Step 1: Go to the Discord developer portal and create 2 bots, one for sending the embed and the other for this testing thing (one if you have a random bot that can send embeds
Step 2: Invite the bot(s) to your server
Step 3:
Code the first bot to send an embed once you sent a message inside any channel maybe a simple embed like the one in How can I send an embed via my Discord bot, w/python? and also maybe an else added to it and that else
sends some plain text. Remember to use client.run()
!
Step 4 Code the second bot like this:
@client.event
async def on_message(message):
def pred(m):
return m.author == client.get_user(490707751832649738)
try:
msg = await client.wait_for('message', check=pred, timeout=10.0)
except asyncio.TimeoutError:
await message.channel.send('Looks like Taco-shack is down :/')
else:
await message.channel.send('You said {0.content}, {0.author}.'.format(msg))
client.run('token')
Step 5: Run the two bots!
I don't seem to understand whats the use of using message.embeds. I am trying to wait for a message to be sent under the on.message to continue the thread after someone types .balance
to see the value of their account so that the bot can get the information. However, it does not recognise a message was sent by the bot
This part is to see how much money the user has left along with whether the person has successfully sent the donation so that false donations do not clutter the channel
and should not be thought as one.
Upvotes: 1
Views: 1221
Reputation: 43
I edited my on_message to detect the response the second it hears the message. Thanks for all your help :) It was the 2nd thing I ruled out
Upvotes: 1
Reputation: 60974
I can't reproduce this. Here's what I'm doing
@bot.event
async def on_message(message):
if message.author.id == bot.user.id:
print(message.content)
print(message.embeds)
await bot.process_commands(message)
@bot.command()
async def comm(ctx):
msg = await bot.wait_for('message', check=lambda m: m.author.id == bot.user.id)

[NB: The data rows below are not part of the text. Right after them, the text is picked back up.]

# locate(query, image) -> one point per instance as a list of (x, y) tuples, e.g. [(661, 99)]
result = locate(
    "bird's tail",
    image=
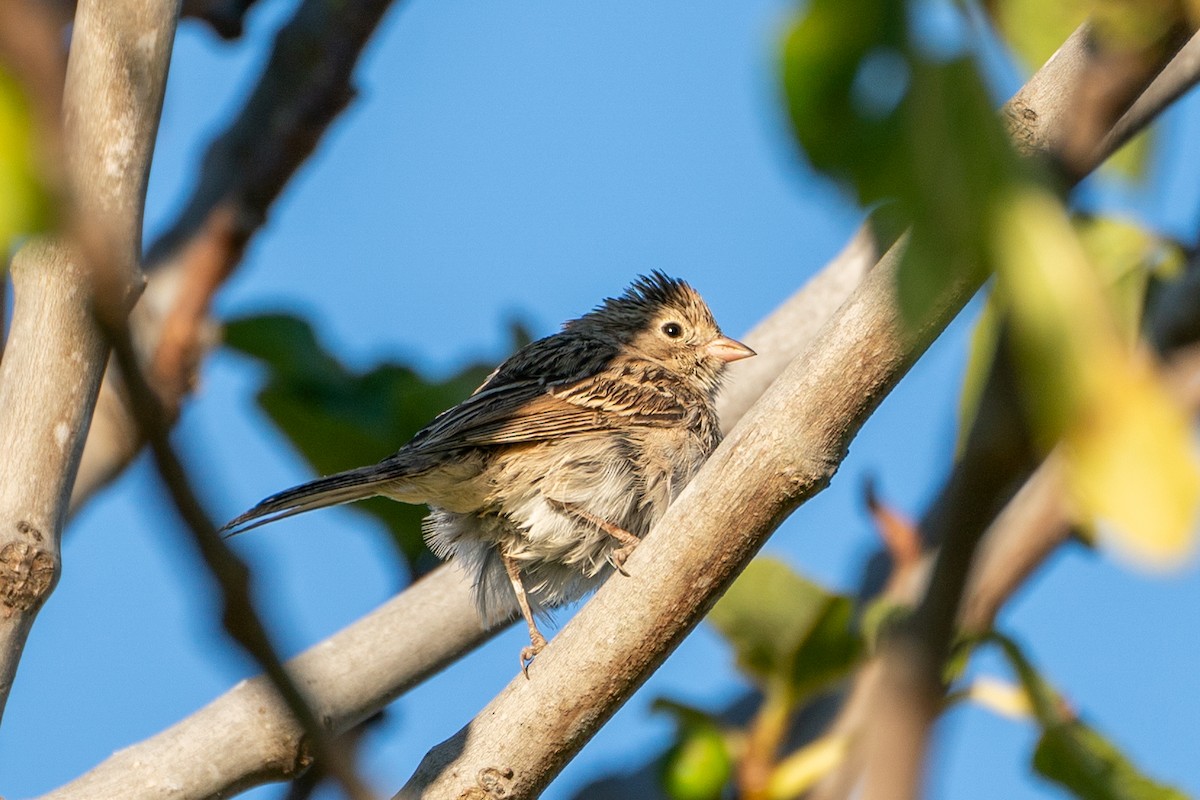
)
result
[(343, 487)]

await ctx.send(f"{msg.content} {msg.embeds}")
@bot.command()
async def send_content(ctx):
await ctx.send("content1")
@bot.command()
async def send_embed(ctx):
embed = Embed(title="Title1")
await ctx.send(embed=embed)
@bot.command()
async def send_both(ctx):
embed = Embed(title="Title2")
await ctx.send("content2", embed=embed)
I only have the one bot, so maybe that's the problem, but by running !comm
and then !send_embed
, the bot will detect its own embed-only message from wait_for
. One thing I do in this code is to compare objects by id instead of by simple equality.